Abstract PARP inhibitors kill cancer cells by trapping PARP-DNA complexes, with talazoparib the inhibitor with the highest PARP trapping activity. Genomic analyses across the 60 cancer cell lines of the National Cancer Institute (NCI-60) revealed a highly significant correlation between SLFN11 expression and sensitivity to talazoparib. The causal role of SLFN11 was established after generating four SLFN11-knockout cell lines (prostate DU145, Ewing EW8, leukemia CCRF-CEM and MOLT4) by CRISPR/Cas9 system, and finding that SLFN11 inactivation conferred high resistance to both talazoparib and olaparib. Resistance was caused neither by impaired drug penetration nor by hyperactivation of homologous recombination, as demonstrated in BRCA2-inactivated cells. SLFN11-proficient cells were irreversibly arrested in S phase by talazoparib treatment. Although ATR is the key regulator of the intra-S phase checkpoint, the addition of the ATR inhibitor (VE-821) did not release the replication arrest in SLFN11-proficient cells. By contrast, SLFN11-deficient cells treated with talazoparib reached G2, and their cell cycle and replication arrest was reversed by ATR inhibition.

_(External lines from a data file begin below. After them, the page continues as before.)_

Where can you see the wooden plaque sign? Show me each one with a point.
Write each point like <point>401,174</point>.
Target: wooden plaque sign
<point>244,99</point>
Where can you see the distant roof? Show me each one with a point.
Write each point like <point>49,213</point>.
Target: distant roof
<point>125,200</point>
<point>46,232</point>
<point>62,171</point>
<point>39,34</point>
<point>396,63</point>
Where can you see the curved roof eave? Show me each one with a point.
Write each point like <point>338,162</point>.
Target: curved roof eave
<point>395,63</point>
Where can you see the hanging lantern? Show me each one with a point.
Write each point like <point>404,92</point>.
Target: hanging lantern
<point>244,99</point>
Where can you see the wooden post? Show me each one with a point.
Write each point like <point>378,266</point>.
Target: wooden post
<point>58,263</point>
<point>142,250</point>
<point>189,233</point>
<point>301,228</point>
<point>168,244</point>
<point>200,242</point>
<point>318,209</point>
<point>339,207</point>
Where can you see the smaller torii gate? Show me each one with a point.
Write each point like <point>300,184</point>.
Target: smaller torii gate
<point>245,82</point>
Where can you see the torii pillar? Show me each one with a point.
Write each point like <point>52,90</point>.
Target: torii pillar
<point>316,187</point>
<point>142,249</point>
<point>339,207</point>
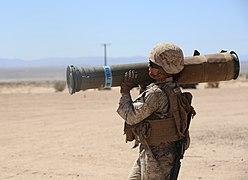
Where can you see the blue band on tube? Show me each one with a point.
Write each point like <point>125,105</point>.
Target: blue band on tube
<point>108,76</point>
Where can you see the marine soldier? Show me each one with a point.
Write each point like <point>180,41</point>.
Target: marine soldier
<point>159,117</point>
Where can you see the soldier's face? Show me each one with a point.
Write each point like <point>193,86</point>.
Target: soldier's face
<point>153,71</point>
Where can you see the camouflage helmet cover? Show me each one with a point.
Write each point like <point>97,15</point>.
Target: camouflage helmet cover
<point>169,56</point>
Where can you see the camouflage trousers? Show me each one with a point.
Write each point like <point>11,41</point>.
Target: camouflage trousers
<point>154,164</point>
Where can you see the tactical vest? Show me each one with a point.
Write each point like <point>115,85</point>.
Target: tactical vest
<point>153,130</point>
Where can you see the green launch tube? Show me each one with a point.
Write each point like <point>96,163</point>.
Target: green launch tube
<point>222,66</point>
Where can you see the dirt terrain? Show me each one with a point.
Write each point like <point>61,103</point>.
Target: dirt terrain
<point>53,135</point>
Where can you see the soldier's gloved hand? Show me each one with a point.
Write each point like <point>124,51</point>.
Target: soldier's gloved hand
<point>129,81</point>
<point>142,87</point>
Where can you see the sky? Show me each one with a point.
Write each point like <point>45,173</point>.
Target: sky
<point>36,29</point>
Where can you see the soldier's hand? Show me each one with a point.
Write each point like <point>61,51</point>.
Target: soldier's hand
<point>142,88</point>
<point>129,81</point>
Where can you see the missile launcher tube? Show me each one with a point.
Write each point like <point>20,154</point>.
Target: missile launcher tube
<point>197,69</point>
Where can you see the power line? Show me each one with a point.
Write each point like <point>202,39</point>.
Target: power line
<point>105,53</point>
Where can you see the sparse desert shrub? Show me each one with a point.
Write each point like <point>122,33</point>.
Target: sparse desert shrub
<point>59,86</point>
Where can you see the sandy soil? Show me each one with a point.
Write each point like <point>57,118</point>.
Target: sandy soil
<point>48,135</point>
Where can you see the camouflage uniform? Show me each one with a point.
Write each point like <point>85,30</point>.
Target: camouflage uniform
<point>157,162</point>
<point>154,162</point>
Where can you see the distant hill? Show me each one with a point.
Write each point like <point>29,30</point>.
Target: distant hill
<point>63,62</point>
<point>55,68</point>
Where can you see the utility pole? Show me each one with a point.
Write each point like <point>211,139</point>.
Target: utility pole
<point>105,53</point>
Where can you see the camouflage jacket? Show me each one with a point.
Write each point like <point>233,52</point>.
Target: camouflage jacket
<point>153,100</point>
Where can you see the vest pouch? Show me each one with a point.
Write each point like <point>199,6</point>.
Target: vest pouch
<point>128,132</point>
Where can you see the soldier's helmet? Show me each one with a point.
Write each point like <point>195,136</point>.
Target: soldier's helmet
<point>169,56</point>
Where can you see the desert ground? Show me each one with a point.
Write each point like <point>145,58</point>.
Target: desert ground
<point>54,135</point>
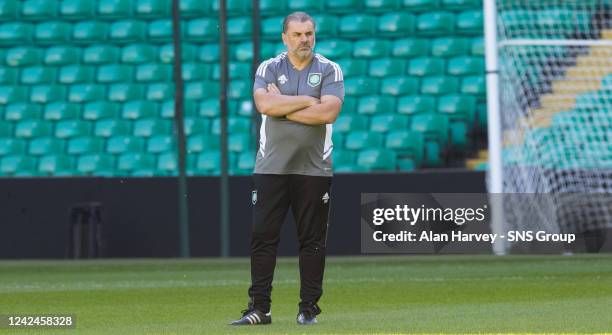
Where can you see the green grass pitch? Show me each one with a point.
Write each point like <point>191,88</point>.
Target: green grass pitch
<point>363,295</point>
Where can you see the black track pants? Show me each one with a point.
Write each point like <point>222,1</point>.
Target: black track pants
<point>309,200</point>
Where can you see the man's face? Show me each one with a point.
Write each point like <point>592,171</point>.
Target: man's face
<point>299,39</point>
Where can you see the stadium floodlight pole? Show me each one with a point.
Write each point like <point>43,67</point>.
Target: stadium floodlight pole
<point>224,187</point>
<point>494,180</point>
<point>179,126</point>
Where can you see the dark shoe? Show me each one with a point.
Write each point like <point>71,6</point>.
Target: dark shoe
<point>253,317</point>
<point>308,316</point>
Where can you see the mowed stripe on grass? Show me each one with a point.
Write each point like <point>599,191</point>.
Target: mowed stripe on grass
<point>365,295</point>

The combination of VE-821 with talazoparib or olaparib was highly synergistic with the greater synergy in the SLFN11-deficient cells. Our study reveals that SLFN11 acts as a novel DNA damage response gene for replicative DNA damage, and that SLFN11 inactivation, which is common in cancer cells, is a novel mechanism of resistance for PARP inhibitors, which can be mitigated by combining PARP and ATR inhibitors. Citation Format: Junko Murai, Yves Pommier. Schlafen 11 (SLFN11) irreversibly blocks cell cycle recovery independently of ATR following replicative damage by poly(ADPribose) polymerase inhibitors. [abstract]. In: Proceedings of the AACR-NCI-EORTC International Conference: Molecular Targets and Cancer Therapeutics; 2015 Nov 5-9; Boston, MA. Philadelphia (PA): AACR; Mol Cancer Ther 2015;14(12 Suppl 2):Abstract nr B64.